Mais c’est dingue ça, pourquoi l’as-tu tourné ?
— Il ne rentrait pas en hauteur, au dessus du canapé. C’est
plus harmonieux comme cela, à l’horizontale.
— Ah, non ! Mais ça ne va pas du tout ! Il est
dans le mauvais sens !
— Ça, c’est toi qui le dit.
— Mais regarde : ça fait bizarre, je t’assure !
— Mais non. Tiens, tu dis cela parce que tu l’as vu avant à
la verticale. Mais, dans l’absolu, c’est beaucoup plus joli ainsi, à
l’horizontale au dessus du canapé.
— Et le peintre, hein ? Qu’est-ce que tu en fais ?

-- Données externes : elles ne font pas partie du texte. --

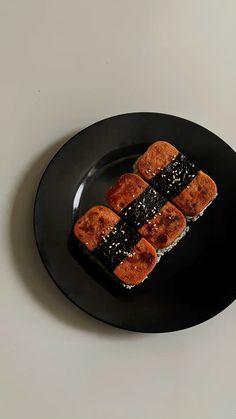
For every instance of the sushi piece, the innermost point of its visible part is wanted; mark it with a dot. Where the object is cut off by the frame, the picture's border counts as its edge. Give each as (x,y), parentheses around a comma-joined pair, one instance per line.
(122,251)
(156,219)
(177,178)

Il a conçu son œuvre verticale, pas horizontale. Le canapé, lui, c’était pas
son problème.
— Le peintre ? Il est mort depuis longtemps. Alors, je
fais comme ça m’arrange. Et puis, c’est un tableau abstrait : il n’y a pas
de sens, dans tous les sens du terme d’ailleurs.
— Oh ! ça me choque.
— Ça ne choque que toi et deux ou trois autres qui avaient
vu le tableau avant. Pour le commun, c’est très joli comme ça, au dessus du
canapé.
— Deux ou trois personnes plus moi, ça fait beaucoup de monde,
vu que ce sont ceux que tu vois tous les jours. Imagine un peu que je passe
comme cela de la verticale à l’horizontale, sans te demander ton avis ?
— Toi, sur le canapé, à l’horizontale ? Sans rien
demander ?
— Oui, sans rien demander.
— C’est plutôt une bonne idée. Essaie un peu pour
voir ? On pourrait se lancer dans le body art… Qu’est-ce que tu en dis ?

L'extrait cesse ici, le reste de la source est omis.